A normal axiomatic logic pins down which inferences are permissible, but makes no comment on how these inferences are to be made. For real implementations, we've come up with a plethora of inference strategies-- however, the axiomatic system is always treated as separate from the inference strategies. My idea of action logic is to merge the two, hopefully in order to do nifty things like letting the system reason about its own inference strategies in a smooth way.

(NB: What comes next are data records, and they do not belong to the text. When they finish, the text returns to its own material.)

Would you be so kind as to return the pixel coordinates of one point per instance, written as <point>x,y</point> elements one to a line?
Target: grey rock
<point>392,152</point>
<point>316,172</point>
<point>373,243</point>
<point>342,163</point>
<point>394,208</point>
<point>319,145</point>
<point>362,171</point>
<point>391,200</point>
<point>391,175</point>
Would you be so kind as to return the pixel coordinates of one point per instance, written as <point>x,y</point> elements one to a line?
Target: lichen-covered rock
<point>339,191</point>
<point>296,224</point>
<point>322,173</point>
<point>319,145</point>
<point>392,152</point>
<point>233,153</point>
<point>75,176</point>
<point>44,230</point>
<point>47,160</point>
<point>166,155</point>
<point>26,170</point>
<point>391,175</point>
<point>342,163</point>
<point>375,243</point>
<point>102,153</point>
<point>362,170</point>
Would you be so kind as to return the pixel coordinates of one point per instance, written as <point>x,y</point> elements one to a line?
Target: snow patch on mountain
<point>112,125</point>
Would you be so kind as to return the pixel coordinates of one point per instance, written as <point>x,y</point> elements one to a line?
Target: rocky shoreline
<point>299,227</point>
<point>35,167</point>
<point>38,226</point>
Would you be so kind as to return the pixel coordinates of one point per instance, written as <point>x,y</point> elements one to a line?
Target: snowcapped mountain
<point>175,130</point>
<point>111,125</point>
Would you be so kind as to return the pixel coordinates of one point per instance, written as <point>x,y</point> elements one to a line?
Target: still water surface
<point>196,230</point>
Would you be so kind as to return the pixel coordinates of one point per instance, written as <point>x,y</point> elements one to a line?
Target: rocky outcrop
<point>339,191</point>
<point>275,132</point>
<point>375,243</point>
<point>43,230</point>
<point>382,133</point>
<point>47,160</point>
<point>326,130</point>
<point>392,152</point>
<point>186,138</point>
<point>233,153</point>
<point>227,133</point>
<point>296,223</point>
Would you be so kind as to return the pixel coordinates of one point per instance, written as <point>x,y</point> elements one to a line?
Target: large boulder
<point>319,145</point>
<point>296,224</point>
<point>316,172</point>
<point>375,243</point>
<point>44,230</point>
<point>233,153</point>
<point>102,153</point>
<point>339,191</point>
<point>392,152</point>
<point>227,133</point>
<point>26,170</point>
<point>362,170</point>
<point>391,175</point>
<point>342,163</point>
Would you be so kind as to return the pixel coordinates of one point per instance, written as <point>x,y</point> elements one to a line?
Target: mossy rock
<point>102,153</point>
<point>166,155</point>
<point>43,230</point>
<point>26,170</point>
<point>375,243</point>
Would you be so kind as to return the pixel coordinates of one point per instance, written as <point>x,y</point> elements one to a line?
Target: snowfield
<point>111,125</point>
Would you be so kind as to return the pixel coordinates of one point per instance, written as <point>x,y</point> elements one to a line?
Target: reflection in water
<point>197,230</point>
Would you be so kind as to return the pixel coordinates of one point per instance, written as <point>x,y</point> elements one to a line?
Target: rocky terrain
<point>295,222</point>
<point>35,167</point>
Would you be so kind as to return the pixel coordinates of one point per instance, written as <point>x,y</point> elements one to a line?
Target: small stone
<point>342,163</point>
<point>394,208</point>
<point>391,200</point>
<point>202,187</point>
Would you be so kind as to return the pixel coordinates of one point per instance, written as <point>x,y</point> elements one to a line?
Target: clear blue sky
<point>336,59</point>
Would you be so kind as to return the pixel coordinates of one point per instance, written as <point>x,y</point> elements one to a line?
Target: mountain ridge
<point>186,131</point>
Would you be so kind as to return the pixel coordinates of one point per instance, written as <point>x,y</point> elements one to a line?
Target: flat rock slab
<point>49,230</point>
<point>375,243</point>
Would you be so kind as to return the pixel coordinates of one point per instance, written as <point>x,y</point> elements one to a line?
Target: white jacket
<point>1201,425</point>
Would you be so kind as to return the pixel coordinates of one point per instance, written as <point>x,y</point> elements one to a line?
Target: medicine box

In other words, what we want is to nicely integrate logic and programming.

Several attempts to do this already exist. One example is Prolog. Prolog does not, however, satisfy the desire to allow deductive reasoning to determine flow of inference; Prolog just performs a backtracking resolution algorithm on horn clauses, paying some heed to meta-logical control flow statements that can be inserted.

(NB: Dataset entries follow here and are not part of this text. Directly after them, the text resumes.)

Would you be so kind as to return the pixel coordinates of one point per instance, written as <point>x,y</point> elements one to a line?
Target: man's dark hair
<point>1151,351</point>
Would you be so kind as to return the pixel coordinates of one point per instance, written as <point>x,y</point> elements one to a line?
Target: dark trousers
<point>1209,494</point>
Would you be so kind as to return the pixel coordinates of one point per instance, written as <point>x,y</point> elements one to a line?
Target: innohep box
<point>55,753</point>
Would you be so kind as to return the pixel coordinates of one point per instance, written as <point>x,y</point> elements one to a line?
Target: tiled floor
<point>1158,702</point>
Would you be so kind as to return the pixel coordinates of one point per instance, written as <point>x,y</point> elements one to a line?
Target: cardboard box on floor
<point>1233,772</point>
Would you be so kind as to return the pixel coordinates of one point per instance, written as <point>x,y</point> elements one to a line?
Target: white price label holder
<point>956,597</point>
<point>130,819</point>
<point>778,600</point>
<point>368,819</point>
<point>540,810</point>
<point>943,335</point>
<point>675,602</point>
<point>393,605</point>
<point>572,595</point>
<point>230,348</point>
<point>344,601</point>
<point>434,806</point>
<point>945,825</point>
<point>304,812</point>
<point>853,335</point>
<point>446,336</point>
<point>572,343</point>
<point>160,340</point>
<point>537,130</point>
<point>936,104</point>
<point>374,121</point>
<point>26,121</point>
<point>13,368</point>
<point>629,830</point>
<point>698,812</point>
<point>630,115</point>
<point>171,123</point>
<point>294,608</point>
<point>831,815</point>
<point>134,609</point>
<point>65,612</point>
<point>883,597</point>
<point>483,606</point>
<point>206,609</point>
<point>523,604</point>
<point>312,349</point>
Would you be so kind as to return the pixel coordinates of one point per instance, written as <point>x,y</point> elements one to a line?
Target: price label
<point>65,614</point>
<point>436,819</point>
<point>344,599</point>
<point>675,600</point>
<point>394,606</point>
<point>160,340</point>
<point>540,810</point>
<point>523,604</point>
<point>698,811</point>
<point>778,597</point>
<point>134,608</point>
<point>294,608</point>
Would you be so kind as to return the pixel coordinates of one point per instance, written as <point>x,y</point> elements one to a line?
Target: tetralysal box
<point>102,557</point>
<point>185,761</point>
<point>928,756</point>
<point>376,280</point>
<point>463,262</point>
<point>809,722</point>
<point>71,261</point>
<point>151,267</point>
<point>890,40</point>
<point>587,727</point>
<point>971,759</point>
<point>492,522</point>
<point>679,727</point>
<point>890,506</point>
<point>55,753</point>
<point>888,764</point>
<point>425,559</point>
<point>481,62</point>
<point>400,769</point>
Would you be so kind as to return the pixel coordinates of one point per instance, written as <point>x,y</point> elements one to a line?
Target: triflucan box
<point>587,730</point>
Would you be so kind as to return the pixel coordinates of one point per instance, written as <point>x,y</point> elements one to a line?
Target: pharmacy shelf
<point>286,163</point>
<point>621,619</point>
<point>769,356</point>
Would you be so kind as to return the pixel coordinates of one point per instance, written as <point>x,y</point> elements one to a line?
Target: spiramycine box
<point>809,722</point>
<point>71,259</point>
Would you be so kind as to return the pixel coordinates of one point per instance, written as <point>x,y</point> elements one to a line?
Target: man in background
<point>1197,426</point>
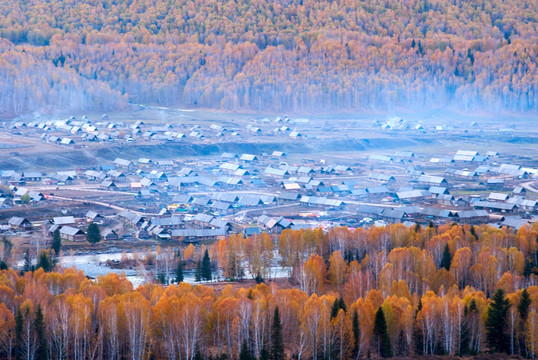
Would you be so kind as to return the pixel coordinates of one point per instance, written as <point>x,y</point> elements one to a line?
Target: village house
<point>20,223</point>
<point>72,234</point>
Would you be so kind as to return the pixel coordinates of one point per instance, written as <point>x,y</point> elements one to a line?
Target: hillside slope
<point>299,55</point>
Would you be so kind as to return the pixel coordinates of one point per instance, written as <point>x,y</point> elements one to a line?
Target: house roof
<point>64,220</point>
<point>68,230</point>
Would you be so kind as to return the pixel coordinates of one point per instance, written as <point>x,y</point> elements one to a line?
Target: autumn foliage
<point>285,55</point>
<point>377,292</point>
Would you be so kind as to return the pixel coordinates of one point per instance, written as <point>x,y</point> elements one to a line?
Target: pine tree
<point>523,310</point>
<point>245,352</point>
<point>264,354</point>
<point>27,262</point>
<point>335,308</point>
<point>381,334</point>
<point>473,232</point>
<point>418,336</point>
<point>356,334</point>
<point>342,304</point>
<point>44,261</point>
<point>198,271</point>
<point>56,242</point>
<point>179,272</point>
<point>19,322</point>
<point>496,324</point>
<point>464,331</point>
<point>277,341</point>
<point>94,234</point>
<point>39,325</point>
<point>446,259</point>
<point>206,267</point>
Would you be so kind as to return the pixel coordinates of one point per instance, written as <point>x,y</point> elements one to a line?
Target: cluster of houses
<point>199,198</point>
<point>75,132</point>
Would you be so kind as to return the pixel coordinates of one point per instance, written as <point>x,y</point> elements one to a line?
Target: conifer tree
<point>39,326</point>
<point>179,272</point>
<point>335,308</point>
<point>464,331</point>
<point>496,324</point>
<point>94,234</point>
<point>277,341</point>
<point>446,260</point>
<point>356,334</point>
<point>198,271</point>
<point>381,334</point>
<point>523,310</point>
<point>245,352</point>
<point>44,261</point>
<point>27,262</point>
<point>418,336</point>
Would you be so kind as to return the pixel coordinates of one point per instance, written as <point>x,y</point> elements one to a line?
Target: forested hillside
<point>299,55</point>
<point>392,291</point>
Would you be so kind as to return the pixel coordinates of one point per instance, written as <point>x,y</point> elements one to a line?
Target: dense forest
<point>285,55</point>
<point>393,291</point>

However, I think we can take some inspiration from a predecessor of Prolog, known as Planner. Planner worked through a backtracking mechanism similar to that of Prolog, but more expressive. It used a separate notion of "goal" and "fact" to drive reasoning: if a goal is present, then the system starts reasoning about how to achieve that goal. This can involve the creation of subgoals which drive more reasoning, the execution of programs, and performance of inference steps.

One

*could*argue that Prolog makes this distinction, but it is much less explicit: since programs and statements are the same thing, the creation of subgoals always just corresponds to the conditions in an if-then. (In PLANNER one can specify arbitrary advice for what subgoal to create at a given step; it is not so strongly tied to the form of the logical assertions in the knowledge base.)

PLANNER also has the feature that facts can be removed from the knowledge base when they become false, ie, the system does not need to index facts to time in order to model facts changing; this is important for efficiency, though it is less "logically pure" than the alternative.

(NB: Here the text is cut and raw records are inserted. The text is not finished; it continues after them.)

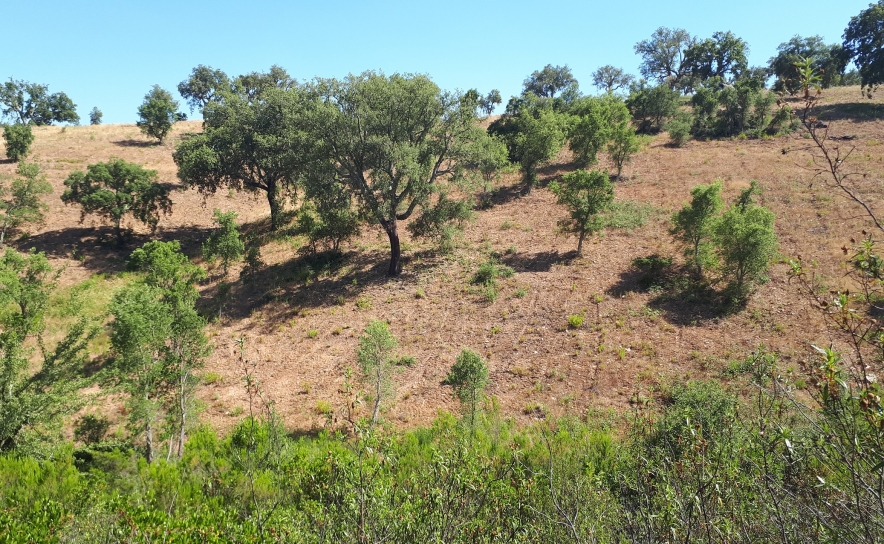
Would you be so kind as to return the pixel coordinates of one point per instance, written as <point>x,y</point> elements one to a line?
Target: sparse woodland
<point>368,310</point>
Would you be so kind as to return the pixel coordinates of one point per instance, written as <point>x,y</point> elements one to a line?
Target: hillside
<point>632,343</point>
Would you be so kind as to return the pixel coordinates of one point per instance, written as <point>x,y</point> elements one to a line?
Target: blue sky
<point>109,53</point>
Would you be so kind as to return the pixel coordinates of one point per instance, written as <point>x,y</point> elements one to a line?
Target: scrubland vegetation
<point>368,311</point>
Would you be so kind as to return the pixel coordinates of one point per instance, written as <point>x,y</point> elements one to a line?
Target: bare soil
<point>633,343</point>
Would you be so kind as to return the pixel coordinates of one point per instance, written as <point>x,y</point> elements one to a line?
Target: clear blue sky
<point>108,53</point>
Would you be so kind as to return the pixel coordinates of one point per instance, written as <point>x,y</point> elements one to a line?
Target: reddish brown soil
<point>636,345</point>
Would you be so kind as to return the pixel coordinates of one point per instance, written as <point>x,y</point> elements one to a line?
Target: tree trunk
<point>118,231</point>
<point>148,439</point>
<point>395,249</point>
<point>275,208</point>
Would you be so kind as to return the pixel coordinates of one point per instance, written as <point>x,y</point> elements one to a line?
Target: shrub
<point>679,128</point>
<point>18,138</point>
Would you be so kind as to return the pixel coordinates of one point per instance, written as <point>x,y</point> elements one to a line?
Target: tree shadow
<point>681,299</point>
<point>97,248</point>
<point>542,261</point>
<point>850,111</point>
<point>308,281</point>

This is a good overview of Planner for the interested. More recent systems such as SOAR, SCREAMER, ACL2, et cetera have many of the same features; I am really picking out PLANNER mainly for its historical significance.

In any case. I said that I was trying to

*merge*declarative and procedural, yet I am praising PLANNER's explicit goal system over Prolog's implicit way of dealing with goals. Why? Because it is more powerful: we can provide more inference guidance in PLANNER than in Prolog.

In any case, I am not saying that Planner is a sufficient action logic, either! In fact, I'd say, let's question the basic mechanism which it shares with Prolog: if the system has goal G, and knows a statement of the form "S implies G," then it will automatically make a subgoal S. (For the curious:

*Both PLANNER and Prolog will select out of several statements "X implies G", try that X, give up if that subgoal turns out infeasible, and try the next. This technique is applied recursively, creating sub-sub goals, et cetera. In Prolog this is the only mechanism at play; in PLANNER there are more conditions to be met for this to happen, there are other mechanisms at work, and the programmer can add arbitrary mechanisms.*)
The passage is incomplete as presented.